星森 ゆきも(ほしもり ゆきも)
恋するレイジー(こいするレイジー)
第01巻評価:★★☆(5点)
総合評価:★★☆(5点)
実写映画化が決まった「ういらぶ。―初々しい恋のおはなし―」の著者である星森ゆきも先生の最新作!「恋するレイジー」開幕です! 主人公桃沢かのは、マジメで几帳面だけど不器用すぎるポンコツ女子・・・。ヒーローの宮野玲次は、頭脳明晰で長身なんでもできちゃう完璧王子だけど、究極の面倒くさがり屋・・・。そんな2人が出会い、2人の世界が大きく動き出して・・・!?
簡潔完結感想文
- 脅迫されてないのに言いなり。イケメンの瞳には絶対遵守の力が宿っている。
- からくり を隠して奇跡に遭遇したと思わせて貢がせる、それ新興宗教の手口??
- 女性が誰も入れない空間や関係性に主人公たちだけ入れる承認欲求の満たし方。
タイトルは『レイジーに恋して』ではなく『恋するレイジー』であることに注目、の 1巻。
完全なるモラハラ夫による妻のコントロールとして読んでいた『ういらぶ。』の大ヒットに続く作品。本書は前作よりもモラハラ度は低いものの皆無ではない。作者がヒロインを通じて何を描きたいのかが基本的に同じで既視感に襲われた。


男女のグループで自分だけが輝いていないというコンプレックスを抱くヒロインが、実は学校という世界の中で最も輝くヒーローから溺愛されているという仕組みも同じ。本書は『1巻』時点では その溺愛の様子は描かれず、ヒロインがヒーローに向けての恋心が募っていく様子を描いている。そこは前作と違うアプローチだろう。ただ結果的には同じ。なぜなら冒頭に欠いた通り、本書のタイトルは『レイジーに恋して』ではなく『恋するレイジー』なのである。レイジーとは無気力イケメンと称されるヒーロー・玲次(れいじ)のこと。つまり本書は玲次に恋したヒロイン・かの を描く作品ではなく、玲次が かの に恋をする様子を描くことを最初から目的としている。
『ういらぶ。』は幼なじみという関係性からヒーローがヒロインの恋心を限定・誘導する感じが苦手だったが、本書は その心配はない。ちゃんとヒロイン・かの が自発的に玲次を好きになっていく様子が描かれる。そこが『ういらぶ。』と違って息苦しさを感じることがない。
ただ気になる部分もある。それがお互い、とても少ないサンプルから相手を気に入っている、という世界の狭さである。学校という集団なのに、まるで昔の少人数の村落のように妙齢の男女が自然に近づき、何となく この人と結ばれるのだろう(それ以外に現実的な選択肢はない)という予感の中にいるようだった。

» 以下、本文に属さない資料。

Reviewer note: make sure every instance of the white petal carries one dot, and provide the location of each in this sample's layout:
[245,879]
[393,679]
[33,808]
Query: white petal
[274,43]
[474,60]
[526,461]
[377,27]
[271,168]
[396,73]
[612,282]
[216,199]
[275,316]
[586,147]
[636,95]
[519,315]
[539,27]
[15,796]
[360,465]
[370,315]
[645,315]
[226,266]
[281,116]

かの は困りごとを助けてくれる玲次のことを「神様」と称するが、偶然にも私の発想では玲次は新興宗教の神様に思えた。それが1話のアイスの当たりの からくり だ。玲次はアイスの当たりを連続で出す裏ワザを知っていて、その裏技を かの に伝えず、彼女が自力で当たりを引けるような状況を作る。そして かの は玲次との出逢いで「わたしの ちっぽけな世界が 動きはじめた」と感動を覚える。
それがまさに新興宗教である。一つの奇跡(に感じられること)を目の当たりにさせて自分への崇拝を強める。すると相手は これまで以上に自分に尽くすようになり、神様は一層 自堕落になる。
そもそも かの が玲次の言いなりになる流れが不自然だ。自分が彼に迷惑をかけたとか、ついている嘘を見抜かれたとか従属関係には そういう脅迫材料があることが多いが本書には それがない。ただ かの がマジメという性格設定だから(もしくはイケメンに囲まれる紅一点の私に酔ったから)、彼女が自主的に馳せ参じる。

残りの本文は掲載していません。